Flash Fiction Award: Deadline midnight GMT October 13
What is flash fiction? Read the full interview with our judge Nancy Stohlman Runs three times per year, full details in the rules. In summary:
- 300 word limit.
- £1000 prize for the winner, £300 second and £100 third. Two commendations £30 each.
- 50 longlisted entrants offered publication in our end of year print and digital anthology. Those accepting receive a free copy.
- Flash Award judge, Nancy Stohlman, shortlists to 20 and chooses the winning, second, third, and two commended fictions.
- This Flash Fiction Award round closes Midnight GMT October 13th 2019.
- Winners will be announced by 1st November 2019 on our Winners pages.
- Enter the Flash Fiction Award here online.
Nancy Stohlman Flash Fiction Award Judge July 2019 – October 2019
(Interview Excerpt)
We sent Nancy these questions while she was at the end of her writing sabbatical. And since then we’ve seen her at the Flash Fiction Festival, 28-30 June, in Bristol, teaching and performing her flash. She ran some great workshops on performing work and we got to hear her read and saw her in a special video created by our last judge Christopher Allen and his husband. So much fun!
You have recently been on a writing sabbatical for three weeks. Can you let us know how it went? What was the most worthwhile thing about deciding to take some time out in this way? And has the time resulted in another collection ready to go?
It was amazing (actually I’m in my final days right now). First of all I can’t remember being alone for 3 weeks—maybe ever. Really alone. So I went through a lot of creative levels—excitement, possibility, self-doubt, fear, breakdown, breakthrough, acceptance, and lots and lots of gratitude. I think my biggest discovery is how essential boredom is to creativity. I just wrote a whole essay about Holy Boredom here
But staying in the same place for a long time is different than the usual travel, where we are rushing past things and quickly taking pictures, barely skimming the surface. I recognize the townspeople now, they recognize me. We wave like friends passing on the street.
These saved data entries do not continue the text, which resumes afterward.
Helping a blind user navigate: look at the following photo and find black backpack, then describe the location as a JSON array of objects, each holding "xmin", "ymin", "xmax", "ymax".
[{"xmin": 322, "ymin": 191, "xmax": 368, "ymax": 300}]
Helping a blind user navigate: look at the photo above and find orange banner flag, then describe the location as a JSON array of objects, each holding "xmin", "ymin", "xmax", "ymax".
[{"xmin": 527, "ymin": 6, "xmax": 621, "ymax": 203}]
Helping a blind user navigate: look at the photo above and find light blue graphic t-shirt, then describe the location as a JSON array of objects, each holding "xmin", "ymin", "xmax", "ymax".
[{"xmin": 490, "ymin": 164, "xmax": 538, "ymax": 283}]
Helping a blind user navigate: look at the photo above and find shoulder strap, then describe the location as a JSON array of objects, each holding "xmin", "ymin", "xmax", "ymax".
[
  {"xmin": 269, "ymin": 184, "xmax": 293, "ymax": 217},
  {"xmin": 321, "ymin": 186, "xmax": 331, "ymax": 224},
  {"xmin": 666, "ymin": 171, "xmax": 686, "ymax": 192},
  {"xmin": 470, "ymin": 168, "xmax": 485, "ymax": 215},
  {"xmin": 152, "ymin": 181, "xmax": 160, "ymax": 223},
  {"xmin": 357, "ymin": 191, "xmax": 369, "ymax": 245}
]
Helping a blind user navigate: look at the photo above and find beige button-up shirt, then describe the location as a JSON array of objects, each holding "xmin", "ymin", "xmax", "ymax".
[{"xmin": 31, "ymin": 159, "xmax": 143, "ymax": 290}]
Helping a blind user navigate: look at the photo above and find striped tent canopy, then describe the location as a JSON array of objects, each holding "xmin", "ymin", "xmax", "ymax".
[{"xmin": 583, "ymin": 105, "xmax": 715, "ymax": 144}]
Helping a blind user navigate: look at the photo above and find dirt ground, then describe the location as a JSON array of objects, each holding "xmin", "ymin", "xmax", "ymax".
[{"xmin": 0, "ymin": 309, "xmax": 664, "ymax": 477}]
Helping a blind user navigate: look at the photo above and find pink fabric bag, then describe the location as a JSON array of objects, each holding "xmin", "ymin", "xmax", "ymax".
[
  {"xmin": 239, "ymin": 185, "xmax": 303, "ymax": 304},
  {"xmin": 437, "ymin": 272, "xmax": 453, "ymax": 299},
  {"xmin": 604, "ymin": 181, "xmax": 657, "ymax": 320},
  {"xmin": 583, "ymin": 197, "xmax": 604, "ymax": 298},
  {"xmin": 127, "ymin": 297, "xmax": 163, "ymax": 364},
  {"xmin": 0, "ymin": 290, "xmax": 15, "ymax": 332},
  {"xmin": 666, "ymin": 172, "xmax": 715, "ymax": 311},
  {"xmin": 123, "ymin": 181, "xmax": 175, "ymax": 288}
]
I can spot the new crop of tourists, fleshy and pink and overeager. I’ve been here so long I know who the town crazies are, know that they are harmless. The waiter asks: how is your book, you find inspiration yet? Just today he brought me my coffee exactly how I like it before I even ordered. When I needed a new snorkel the shopkeeper takes it out of the wrapping—you pay me tomorrow he says.
Are you sure?
Did you come here to steal? You pay me tomorrow.
It feels like acceptance.
New manuscript? Let’s hope so…I’m leaving with a nearly completed draft of…something. Time will tell.
- Can you tell us more about your collection Madam Velvet’s Cabaret of Oddities (which was recently a finalist in the literary section of the prestigious Colorado Book Award) and how it came about?
Yes, another crazy impulse that turned into something. As usual I didn’t set out to write a book, I just started writing the pieces as individuals and then collaging them and then realized that indeed I was writing a bigger story. Many of the pieces in Madam Velvet are my shortest ever—tiny stories, micros. And they started to play together and create a cabaret of their own, a variety show with an impulse running from beginning to end. A traveling freak show on the page.
I often use theatrics as a framework for my writing. I wrote another flash novel (published back in 2013) called The Monster Opera, where the story was an opera within an opera. Super weird. I’ve actually performed both Madam Velvet’s Cabaret of Oddities and The Monster Opera as full shows with full casts and original music composed by Nick Busheff. You can see clips from both these on the links.
And the Colorado Book Award—yes! I was especially excited because of course there was no flash fiction category so I submitted the book as a short story collection, which isn’t exactly right but close enough. Then I was told that all the short story entries were going to be combined with literary fiction and I thought: Well shit. Now I have no chance! So to have this book, this very strange, out-of-the-box book, be a finalist in literary fiction, was a double and triple win for me and I feel for flash fiction in general.